13 thoughts on “Look ahead to America’s next great boom!”

  1. I might have missed it here, but there was a huge leap forward from the mid 19th century that cannot be replicated today; OIL.The energy boost from such a resource cheaply available is behind all of the gains right up until 40 years ago.

    1. John,

      “oil is behind all of the gains right up until 40 years ago.”

      No, the Great Victorian Boom was largely powered by coal.

      Yes, cheap oil powered the 20th century. No, it was not “behind all the gains.”

      Yes, a new cheap clean power source would help boost a new industrial revolution. Which is why I mentioned fusion – see the post I cited.

      No, a new energy source is not immediately needed. The other new techs listed would transform the world; none of those are energy-intensive – as were many of the new techs that drove 20th C’s progress. But the oil supply will taper off during the middle of the 21st century, and a replacement will become necessary.

      1. UK started decline by mid 1870s. US and Germany leapt ahead. US was fjnanced by the City of London financiers (see also Buckminster Fuller who noticed US flag inspired by the East India Company Flag)and a country enjoying early benefits of continental benefits.

      2. Winston,

        “UK started decline by mid 1870s”

        There are no metrics by which Britain was in decline after 1870. That’s nuts.

        “US was fjnanced by the City of London financiers”

        Less developed nations are usually financed by more developed nations. One has surplus capital; one needs capital. Investment flows are not a zero-sum game. Both can benefit. That’s an Econ 101 level error.

      1. Larry,

        Perhaps. They’re all considered “flying machines”. Look how far we’ve come in a little over a century.

  2. “One of the greatest of Britain’s disasters in Asia took place in 1841, during the first AngloAfghan War, when only one person escaped a massacre of a fifteen-thousand person British column retreating from Kabul.”

    If its the massacre of Elphinstone’s army then the correct date is 1842 :)

    P.S. Great article!

  3. American debt is about 22T. Americans have about 22T in retirement accounts. All it takes is a simple law to take care of it. Of course they’ll promise us something in exchange for it.

    1. Sven,

      “American debt is about 22T.”

      The net Federal debt is $16.8 T. That is the gross Federal debt offset by holding of Federal debt hold by Federal agencies. Write an IOY for a billion dollars from your Right Pocket. Put it in your Left Pocket. Are you broke?

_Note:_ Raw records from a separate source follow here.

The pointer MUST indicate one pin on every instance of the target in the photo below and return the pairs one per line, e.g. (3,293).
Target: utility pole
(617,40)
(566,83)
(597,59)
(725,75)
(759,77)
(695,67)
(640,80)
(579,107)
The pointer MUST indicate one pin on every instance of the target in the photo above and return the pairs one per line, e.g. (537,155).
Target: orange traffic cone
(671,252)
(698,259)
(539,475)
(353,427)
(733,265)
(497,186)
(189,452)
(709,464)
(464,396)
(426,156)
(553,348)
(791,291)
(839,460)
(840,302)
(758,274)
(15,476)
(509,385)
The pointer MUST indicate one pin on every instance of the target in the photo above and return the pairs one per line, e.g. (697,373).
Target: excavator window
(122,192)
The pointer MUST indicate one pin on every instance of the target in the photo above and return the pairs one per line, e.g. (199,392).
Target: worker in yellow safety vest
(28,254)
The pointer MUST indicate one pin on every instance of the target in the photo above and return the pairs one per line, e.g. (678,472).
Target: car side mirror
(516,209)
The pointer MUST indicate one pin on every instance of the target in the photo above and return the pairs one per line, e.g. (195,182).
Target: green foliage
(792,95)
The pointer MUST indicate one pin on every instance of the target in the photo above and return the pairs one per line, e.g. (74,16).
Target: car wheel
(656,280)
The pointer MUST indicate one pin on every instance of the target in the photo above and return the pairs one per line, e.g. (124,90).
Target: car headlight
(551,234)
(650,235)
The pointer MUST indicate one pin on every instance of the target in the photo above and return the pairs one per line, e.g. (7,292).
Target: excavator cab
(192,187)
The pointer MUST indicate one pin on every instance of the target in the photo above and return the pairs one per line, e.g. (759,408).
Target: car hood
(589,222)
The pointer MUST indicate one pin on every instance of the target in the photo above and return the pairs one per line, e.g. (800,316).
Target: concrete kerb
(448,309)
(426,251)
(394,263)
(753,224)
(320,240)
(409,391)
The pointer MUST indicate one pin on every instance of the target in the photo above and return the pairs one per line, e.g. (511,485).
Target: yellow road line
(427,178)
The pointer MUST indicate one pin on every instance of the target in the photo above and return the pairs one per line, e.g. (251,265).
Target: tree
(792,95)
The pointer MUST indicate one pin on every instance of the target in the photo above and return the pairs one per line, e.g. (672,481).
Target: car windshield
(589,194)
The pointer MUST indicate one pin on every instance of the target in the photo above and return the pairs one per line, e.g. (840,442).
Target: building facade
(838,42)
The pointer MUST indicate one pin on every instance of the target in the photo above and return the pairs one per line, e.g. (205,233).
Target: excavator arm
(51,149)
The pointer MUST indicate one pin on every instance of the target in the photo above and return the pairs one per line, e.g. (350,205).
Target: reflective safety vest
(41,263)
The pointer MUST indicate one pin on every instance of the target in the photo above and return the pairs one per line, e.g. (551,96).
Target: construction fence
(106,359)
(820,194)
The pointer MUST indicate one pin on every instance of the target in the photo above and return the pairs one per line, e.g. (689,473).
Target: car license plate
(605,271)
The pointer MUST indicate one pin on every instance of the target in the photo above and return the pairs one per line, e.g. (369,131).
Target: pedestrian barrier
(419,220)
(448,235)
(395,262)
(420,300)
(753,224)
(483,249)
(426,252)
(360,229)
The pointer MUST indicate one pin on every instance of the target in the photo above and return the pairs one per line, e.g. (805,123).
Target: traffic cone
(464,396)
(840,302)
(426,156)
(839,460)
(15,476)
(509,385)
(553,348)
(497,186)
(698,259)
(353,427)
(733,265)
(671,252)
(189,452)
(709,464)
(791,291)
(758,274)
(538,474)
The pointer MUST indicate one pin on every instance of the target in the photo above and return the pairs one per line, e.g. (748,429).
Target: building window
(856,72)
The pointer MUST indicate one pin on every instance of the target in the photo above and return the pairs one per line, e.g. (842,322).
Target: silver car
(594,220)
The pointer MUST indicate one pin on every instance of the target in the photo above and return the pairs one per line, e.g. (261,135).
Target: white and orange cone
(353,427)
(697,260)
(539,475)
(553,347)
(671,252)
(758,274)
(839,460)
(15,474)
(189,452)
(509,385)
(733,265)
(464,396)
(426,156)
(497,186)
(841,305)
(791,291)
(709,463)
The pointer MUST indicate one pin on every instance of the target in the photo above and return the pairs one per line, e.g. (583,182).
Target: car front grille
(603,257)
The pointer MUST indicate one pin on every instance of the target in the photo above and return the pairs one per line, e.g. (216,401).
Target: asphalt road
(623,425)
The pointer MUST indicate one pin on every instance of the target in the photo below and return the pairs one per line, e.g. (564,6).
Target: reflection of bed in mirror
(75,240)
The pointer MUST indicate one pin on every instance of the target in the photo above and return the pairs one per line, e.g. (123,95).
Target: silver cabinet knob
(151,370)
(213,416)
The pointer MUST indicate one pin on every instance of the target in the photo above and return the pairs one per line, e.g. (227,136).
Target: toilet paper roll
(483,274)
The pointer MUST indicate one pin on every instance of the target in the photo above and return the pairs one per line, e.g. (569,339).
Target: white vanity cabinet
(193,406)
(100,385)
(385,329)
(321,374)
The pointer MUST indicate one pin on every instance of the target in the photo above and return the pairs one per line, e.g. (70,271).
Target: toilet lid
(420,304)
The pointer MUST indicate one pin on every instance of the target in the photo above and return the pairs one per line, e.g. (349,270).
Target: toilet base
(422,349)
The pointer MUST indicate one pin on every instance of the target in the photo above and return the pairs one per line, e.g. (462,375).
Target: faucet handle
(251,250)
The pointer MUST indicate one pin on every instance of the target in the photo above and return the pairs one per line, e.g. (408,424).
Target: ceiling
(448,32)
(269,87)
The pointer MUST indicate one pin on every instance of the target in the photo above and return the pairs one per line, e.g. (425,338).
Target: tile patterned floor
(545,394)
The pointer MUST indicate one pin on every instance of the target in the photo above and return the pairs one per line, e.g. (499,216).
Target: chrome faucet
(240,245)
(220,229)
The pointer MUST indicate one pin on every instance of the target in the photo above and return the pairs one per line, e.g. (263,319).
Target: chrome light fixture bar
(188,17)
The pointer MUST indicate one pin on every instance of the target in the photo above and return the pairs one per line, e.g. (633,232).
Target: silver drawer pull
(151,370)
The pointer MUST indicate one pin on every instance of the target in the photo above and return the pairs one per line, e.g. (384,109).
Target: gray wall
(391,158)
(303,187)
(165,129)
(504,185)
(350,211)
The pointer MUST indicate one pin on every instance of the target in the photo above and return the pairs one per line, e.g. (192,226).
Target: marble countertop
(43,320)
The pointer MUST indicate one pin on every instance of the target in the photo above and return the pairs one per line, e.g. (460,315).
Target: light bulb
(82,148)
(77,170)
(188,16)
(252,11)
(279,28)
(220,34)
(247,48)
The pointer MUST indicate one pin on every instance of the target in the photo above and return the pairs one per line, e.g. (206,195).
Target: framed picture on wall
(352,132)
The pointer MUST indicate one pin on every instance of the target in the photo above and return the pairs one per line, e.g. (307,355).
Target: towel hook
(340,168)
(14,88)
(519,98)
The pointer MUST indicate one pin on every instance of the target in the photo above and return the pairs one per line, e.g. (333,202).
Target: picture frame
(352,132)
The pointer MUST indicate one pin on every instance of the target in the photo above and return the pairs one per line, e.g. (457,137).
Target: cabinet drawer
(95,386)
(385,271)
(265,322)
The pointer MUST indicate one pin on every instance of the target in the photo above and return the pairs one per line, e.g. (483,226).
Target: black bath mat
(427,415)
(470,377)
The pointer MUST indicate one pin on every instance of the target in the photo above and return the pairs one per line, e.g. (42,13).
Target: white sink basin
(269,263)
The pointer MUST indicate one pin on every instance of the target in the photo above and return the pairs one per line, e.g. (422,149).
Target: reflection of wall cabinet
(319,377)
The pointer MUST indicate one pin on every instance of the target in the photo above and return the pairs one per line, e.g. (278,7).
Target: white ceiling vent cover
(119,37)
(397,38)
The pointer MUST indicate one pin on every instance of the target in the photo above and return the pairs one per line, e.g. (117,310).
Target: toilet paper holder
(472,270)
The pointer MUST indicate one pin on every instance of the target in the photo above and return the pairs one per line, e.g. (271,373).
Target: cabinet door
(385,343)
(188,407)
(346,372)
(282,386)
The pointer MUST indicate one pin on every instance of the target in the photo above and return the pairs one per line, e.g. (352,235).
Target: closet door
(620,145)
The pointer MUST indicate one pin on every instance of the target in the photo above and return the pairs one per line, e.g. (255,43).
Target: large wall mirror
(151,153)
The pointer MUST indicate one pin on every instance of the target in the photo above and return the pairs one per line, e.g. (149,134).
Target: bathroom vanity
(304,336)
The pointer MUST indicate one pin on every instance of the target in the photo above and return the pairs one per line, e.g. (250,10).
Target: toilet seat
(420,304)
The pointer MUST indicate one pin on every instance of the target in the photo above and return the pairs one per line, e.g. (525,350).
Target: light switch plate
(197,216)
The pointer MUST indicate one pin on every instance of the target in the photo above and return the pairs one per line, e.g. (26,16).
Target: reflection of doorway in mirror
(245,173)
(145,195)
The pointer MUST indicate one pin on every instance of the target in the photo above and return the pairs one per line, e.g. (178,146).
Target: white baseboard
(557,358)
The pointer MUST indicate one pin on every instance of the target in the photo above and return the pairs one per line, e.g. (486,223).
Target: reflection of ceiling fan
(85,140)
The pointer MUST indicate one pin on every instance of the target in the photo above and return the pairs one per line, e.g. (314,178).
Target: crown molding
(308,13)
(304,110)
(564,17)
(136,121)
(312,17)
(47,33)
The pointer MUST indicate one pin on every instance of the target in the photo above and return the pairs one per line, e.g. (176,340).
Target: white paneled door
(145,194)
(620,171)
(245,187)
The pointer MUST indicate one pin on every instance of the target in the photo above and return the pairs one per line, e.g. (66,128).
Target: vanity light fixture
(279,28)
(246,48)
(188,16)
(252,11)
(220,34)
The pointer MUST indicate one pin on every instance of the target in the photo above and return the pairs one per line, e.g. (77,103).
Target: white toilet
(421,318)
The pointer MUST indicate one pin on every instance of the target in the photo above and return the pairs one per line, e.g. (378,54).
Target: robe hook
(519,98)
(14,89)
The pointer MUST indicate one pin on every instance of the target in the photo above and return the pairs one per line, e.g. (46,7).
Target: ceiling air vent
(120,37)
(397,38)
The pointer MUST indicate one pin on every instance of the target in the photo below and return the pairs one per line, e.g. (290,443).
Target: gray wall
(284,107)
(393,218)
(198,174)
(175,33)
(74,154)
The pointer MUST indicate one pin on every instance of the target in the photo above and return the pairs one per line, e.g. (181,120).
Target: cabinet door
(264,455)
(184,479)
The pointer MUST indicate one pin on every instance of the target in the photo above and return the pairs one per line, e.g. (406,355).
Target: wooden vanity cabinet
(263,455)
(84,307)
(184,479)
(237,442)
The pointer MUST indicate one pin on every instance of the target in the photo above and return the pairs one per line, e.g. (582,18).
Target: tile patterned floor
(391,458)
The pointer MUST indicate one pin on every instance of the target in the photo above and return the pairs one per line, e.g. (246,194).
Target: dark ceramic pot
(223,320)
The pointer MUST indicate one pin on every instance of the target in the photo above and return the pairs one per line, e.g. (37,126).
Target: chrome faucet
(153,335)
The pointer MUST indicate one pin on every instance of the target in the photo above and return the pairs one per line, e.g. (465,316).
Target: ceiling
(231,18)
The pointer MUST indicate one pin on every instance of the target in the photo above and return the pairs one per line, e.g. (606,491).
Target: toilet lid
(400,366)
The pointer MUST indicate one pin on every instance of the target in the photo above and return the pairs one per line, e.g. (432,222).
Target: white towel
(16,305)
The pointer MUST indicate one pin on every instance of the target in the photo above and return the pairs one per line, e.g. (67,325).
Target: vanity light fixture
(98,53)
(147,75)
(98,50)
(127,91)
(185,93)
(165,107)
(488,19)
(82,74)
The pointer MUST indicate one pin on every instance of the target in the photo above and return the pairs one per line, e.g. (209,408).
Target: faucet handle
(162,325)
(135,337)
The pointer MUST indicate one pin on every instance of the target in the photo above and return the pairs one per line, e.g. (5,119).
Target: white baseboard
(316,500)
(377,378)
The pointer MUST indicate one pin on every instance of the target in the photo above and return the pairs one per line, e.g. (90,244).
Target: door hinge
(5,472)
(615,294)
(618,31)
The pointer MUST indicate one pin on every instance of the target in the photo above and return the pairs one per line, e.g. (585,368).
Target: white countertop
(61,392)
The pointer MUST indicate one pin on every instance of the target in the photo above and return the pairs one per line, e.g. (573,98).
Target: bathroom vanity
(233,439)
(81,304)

      “All it takes is a simple law to take care of it.”

      I’m sure you realize that that comparison is absurd. The US can easily handle the current Federal debt load. The debt would be almost gone if the GOP didn’t attack the government’s solvency with giant tax cuts (ie, Reagan, Bush Jr., Trump). Bill CLinton had set the US on the path to paying off the debt in a decade or so. We can do so again, if we choose.

      1. Also, before that Jimmy Carter was setting the standard of paying the debt and running a surplus. One of the many reasons he was hated by the Democratic leaders of the Senate. Also, worthy of note is that R Reagan used “not generally accepted” accounting practices when the economy tanked. It was a footnote about 4 layers down in the US annual fiscal report.

      2. John,

        ” Jimmy Carter was setting the standard of paying the debt and running a surplus.”

        Carter did nothing to reduce the Federal deficit, nor did the US run a surplus during his administration. The deficit was stable, and economic growth reduced the Deficit/GDP ratio from 3.9% in 1976 to 1.6% in 1979 – then the 1980 recession hit. The improvement in the Deficit/GDP ratio was from the rapid economic growth and inflation (which pushed people into higher tax brackets).

        He advocated higher spending, but resisted the Democrat-run Congress’ demands for much higher spending.